Fiscal Fiasco

After defeating Mitt Romney, Barack Obama’s greatest challenge is the upcoming “fiscal cliff”—the simultaneous expiration of the Bush tax cuts and the scheduled implementation of sharp spending reductions entailed in the Budget Control Act of 2011, often referred to as “sequestration.”

After the 2011 summer debt ceiling negotiations, Congress designed sequestration as a painful last resort in case lawmakers could not produce a more balanced, bipartisan deficit reduction agreement. If sequestration were implemented, it would shrink the deficit by $1.2 trillion over ten years by inflicting sharp, across the board spending cuts that would devastate both Democratic and Republican interests. Most entitlements, federal agencies, cabinet departments, and defense programs would face deep cuts.

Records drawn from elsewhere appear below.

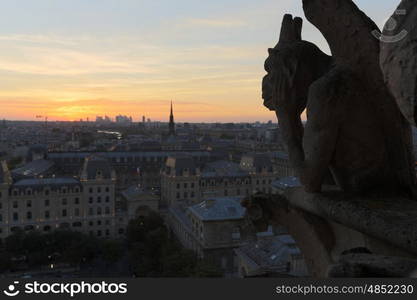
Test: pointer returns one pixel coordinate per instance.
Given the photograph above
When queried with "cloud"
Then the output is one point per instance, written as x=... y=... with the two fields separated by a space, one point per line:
x=215 y=23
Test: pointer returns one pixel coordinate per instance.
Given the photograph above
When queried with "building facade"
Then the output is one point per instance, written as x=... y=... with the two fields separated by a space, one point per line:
x=85 y=204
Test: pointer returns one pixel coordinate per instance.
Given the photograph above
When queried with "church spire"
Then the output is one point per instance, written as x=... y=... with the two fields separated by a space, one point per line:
x=171 y=121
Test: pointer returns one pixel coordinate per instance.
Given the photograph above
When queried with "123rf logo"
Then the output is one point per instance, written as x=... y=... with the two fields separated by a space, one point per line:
x=71 y=289
x=12 y=290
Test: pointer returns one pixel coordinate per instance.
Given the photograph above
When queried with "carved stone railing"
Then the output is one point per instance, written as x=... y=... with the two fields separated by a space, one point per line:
x=345 y=236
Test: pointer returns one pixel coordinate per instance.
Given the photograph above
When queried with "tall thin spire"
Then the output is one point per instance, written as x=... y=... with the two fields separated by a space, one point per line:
x=171 y=121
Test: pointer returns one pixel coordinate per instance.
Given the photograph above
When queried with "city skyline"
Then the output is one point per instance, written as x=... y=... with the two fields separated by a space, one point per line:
x=77 y=60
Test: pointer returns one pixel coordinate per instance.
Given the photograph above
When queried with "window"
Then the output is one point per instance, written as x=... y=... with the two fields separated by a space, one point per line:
x=236 y=234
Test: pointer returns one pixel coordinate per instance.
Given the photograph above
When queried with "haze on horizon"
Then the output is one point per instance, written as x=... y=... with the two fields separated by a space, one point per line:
x=76 y=59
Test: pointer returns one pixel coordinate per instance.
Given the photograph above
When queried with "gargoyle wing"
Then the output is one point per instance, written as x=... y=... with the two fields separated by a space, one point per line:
x=348 y=31
x=399 y=57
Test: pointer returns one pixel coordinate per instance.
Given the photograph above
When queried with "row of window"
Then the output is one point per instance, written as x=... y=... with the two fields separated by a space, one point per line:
x=98 y=189
x=64 y=213
x=64 y=201
x=29 y=192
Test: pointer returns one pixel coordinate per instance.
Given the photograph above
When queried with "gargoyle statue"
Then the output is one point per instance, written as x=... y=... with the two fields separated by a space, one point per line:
x=354 y=129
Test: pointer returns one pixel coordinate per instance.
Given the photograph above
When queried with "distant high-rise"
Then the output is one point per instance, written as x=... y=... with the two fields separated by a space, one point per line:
x=171 y=122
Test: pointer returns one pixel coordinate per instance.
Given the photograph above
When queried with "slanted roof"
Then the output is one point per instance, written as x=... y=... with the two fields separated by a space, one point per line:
x=286 y=182
x=34 y=168
x=221 y=208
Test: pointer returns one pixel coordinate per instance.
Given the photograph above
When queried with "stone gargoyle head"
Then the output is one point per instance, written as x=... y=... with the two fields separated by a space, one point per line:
x=292 y=66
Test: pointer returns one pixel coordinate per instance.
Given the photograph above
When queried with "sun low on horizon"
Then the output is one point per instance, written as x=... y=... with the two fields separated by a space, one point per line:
x=72 y=60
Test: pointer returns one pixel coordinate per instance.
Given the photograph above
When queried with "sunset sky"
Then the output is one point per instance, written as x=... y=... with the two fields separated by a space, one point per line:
x=81 y=58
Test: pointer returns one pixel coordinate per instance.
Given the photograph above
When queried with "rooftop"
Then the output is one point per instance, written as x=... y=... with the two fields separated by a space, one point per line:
x=222 y=208
x=46 y=181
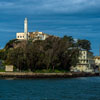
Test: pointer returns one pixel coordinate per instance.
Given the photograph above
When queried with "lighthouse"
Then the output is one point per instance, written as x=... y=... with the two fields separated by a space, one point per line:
x=26 y=29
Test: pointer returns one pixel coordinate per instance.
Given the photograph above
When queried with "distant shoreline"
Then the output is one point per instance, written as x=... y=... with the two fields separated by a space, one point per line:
x=30 y=75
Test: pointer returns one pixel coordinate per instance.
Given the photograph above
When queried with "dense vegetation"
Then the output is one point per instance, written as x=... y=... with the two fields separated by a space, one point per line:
x=50 y=54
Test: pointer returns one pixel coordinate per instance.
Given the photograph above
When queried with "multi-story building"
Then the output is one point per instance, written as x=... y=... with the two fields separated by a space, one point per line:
x=30 y=35
x=97 y=60
x=86 y=62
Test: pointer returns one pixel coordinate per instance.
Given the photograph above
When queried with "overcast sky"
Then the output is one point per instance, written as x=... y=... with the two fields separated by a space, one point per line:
x=77 y=18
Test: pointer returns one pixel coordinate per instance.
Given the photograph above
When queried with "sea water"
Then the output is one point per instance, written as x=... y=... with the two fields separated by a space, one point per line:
x=51 y=89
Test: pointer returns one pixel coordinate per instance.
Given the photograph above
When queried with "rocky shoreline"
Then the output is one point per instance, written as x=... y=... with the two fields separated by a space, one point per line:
x=30 y=75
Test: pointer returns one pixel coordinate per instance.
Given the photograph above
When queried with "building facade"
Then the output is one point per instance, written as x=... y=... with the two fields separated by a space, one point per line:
x=86 y=62
x=30 y=35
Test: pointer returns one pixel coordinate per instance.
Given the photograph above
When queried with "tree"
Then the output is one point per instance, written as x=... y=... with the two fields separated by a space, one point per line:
x=84 y=44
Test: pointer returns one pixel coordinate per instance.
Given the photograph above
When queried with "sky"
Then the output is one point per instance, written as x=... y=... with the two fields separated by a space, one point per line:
x=77 y=18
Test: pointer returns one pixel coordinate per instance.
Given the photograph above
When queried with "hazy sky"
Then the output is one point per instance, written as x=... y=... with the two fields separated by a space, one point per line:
x=77 y=18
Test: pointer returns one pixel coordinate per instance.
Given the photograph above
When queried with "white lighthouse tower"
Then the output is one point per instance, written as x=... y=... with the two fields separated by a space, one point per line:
x=26 y=29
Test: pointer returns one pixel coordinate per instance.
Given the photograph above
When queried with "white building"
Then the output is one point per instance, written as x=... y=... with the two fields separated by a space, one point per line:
x=30 y=35
x=86 y=62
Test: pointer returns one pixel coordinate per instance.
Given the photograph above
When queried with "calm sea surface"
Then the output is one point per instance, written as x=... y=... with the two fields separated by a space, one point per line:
x=51 y=89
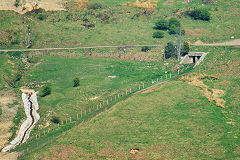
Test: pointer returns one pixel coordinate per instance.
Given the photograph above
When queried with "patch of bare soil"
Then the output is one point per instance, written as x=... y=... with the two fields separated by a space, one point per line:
x=93 y=98
x=63 y=152
x=29 y=5
x=210 y=94
x=168 y=3
x=6 y=98
x=198 y=42
x=192 y=100
x=9 y=156
x=194 y=32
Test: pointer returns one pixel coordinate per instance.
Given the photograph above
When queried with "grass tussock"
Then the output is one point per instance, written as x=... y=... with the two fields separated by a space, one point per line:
x=144 y=4
x=210 y=94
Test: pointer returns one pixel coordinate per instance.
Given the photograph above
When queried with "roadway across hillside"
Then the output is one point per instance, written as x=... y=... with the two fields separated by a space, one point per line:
x=235 y=42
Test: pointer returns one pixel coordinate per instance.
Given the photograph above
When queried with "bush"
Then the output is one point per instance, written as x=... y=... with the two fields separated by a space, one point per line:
x=161 y=25
x=170 y=50
x=76 y=82
x=174 y=22
x=42 y=17
x=55 y=120
x=200 y=14
x=173 y=29
x=95 y=6
x=182 y=33
x=17 y=2
x=46 y=90
x=145 y=49
x=158 y=34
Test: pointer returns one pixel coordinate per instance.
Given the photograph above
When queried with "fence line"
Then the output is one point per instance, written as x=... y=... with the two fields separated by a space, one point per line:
x=85 y=115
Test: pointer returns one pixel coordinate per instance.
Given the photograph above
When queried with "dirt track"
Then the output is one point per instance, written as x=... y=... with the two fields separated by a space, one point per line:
x=235 y=42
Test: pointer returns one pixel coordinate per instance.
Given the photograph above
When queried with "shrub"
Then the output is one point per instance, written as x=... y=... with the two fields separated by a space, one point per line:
x=46 y=90
x=17 y=2
x=161 y=25
x=42 y=17
x=175 y=22
x=55 y=120
x=170 y=50
x=95 y=6
x=181 y=32
x=145 y=49
x=185 y=49
x=158 y=34
x=173 y=29
x=76 y=82
x=200 y=14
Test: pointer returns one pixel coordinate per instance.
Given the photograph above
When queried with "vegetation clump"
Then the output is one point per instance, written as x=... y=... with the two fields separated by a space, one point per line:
x=95 y=6
x=200 y=14
x=46 y=90
x=145 y=49
x=158 y=34
x=76 y=82
x=172 y=50
x=162 y=25
x=55 y=120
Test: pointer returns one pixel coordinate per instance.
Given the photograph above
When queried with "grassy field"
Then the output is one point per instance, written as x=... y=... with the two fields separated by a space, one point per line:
x=174 y=121
x=95 y=85
x=116 y=25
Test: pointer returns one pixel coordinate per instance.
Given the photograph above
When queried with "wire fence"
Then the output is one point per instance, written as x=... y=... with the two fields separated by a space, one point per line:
x=48 y=135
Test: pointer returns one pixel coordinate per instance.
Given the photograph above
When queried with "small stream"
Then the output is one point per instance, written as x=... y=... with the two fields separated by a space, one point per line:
x=30 y=106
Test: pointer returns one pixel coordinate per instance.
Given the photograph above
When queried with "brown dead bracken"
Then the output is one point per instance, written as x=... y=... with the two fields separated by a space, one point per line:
x=210 y=94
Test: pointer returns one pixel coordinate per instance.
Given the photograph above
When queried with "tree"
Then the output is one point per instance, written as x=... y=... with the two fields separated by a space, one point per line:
x=200 y=14
x=186 y=48
x=161 y=24
x=173 y=29
x=170 y=50
x=174 y=21
x=158 y=34
x=46 y=90
x=76 y=82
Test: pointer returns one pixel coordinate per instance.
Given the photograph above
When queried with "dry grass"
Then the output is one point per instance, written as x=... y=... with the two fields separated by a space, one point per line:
x=210 y=94
x=76 y=4
x=145 y=4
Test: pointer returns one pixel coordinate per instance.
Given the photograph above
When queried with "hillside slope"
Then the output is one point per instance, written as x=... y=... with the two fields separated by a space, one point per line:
x=173 y=121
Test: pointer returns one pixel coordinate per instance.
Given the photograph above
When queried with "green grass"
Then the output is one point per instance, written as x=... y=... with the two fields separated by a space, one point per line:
x=66 y=100
x=161 y=124
x=174 y=121
x=16 y=121
x=0 y=110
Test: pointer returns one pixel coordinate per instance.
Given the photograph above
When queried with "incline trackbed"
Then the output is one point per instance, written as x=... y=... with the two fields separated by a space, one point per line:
x=235 y=42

Illustration by Margaret Flatley

With the national debt above $16 trillion and the government currently spending $1.1 trillion more than it takes in every year, deficit reduction should be Congress’ top priority. However, it must be done in a balanced manner, and sequestration is anything but balanced. The Congressional Budget Office predicts that if sequestration were enacted, unemployment would rise to 9.1% and that gross domestic product (GDP) would contract by 4% in fiscal year 2013.

There are only two ways to prevent sequestration. The first option is for Congress to simply cancel it. While desirable in the short term, debts and deficits would continue swelling. The alternative is to pass a new plan to achieve sequestration’s deficit reduction target by January 2, 2013. While Congress will likely miss this deadline, the law can expire before it does significant damage if an alternative is enacted.

Unfortunately, Democrats and Republicans disagree over how to cut the deficit. The Democrats favor increasing the income tax for the wealthiest 1% of Americans while the Republicans favor decreasing spending. The two parties will need to compromise, as the problem lies in both spending and taxes, not just one or the other.

Democrats are right; the government needs more revenue. However, raising the individual tax rate is a bad idea. Small businesses, the engines of private sector job growth, are charged at the individual tax rate. They would be hurt most and would be less likely to hire people. Without salaries, workers cannot reinvest capital into the economy. Individual tax rates for small businesses should be cut substantially to spur job and economic growth. Democrats should focus instead on closing corporate loopholes that allow corporations like Apple and GE to avoid paying billions in taxes. This compromise would not taint the Republicans’ fiscal ideology of favoring small business while Democrats would get their tax hikes.

Republicans are also right; the government spends too much. They want to cut entitlements to balance the budget without scaling back military spending or raising taxes. There are two problems with this approach. First, eliminating the deficit without spurring another recession requires balanced cuts. Medicare, Medicaid and Social Security cost roughly $1.5 trillion annually. The middle class paid into them with the promise of a return. Eliminating these programs overnight would devastate the middle class and harm economic growth. Nevertheless, Democrats must concede that turning entitlements into voucher systems for younger Americans and raising the retirement age are required for deficit reduction. These cuts could save up to $150 billion per year.

Second, entitlements do not represent the whole spending problem. The military receives over $700 billion per year in funding, an amount the Army’s Chief of Staff General Raymond T. Odierno calls excessive. The Pentagon’s budget should be scrutinized and all nondiscretionary military spending should be immediately eliminated. The easy place to cut is foreign aid and overseas bases. No other country spends $150 billion annually on foreign aid and military bases for national security. Congress should take a lesson from other governments that have managed to keep their countries safe without violating others’ sovereignty. This compromise truly embodies fiscal conservatism by cutting enough spending to balance the budget without jeopardizing national security or devastating the middle class.

These three changes to government would help retire the deficit without increasing taxes for almost all Americans or prompting another recession. The Republican House Speaker, John Boehner, has reached out to the President, acknowledging that this problem calls for a rapid bipartisan solution. Obama has responded by reopening talks with House Republicans. Boehner must concede that corporations do not pay enough in taxes while Obama must concede that government spends too much on welfare. If both parties can sacrifice ideological purity for the economic wellbeing of the people they were elected to represent, a solution to the fiscal cliff is within reach.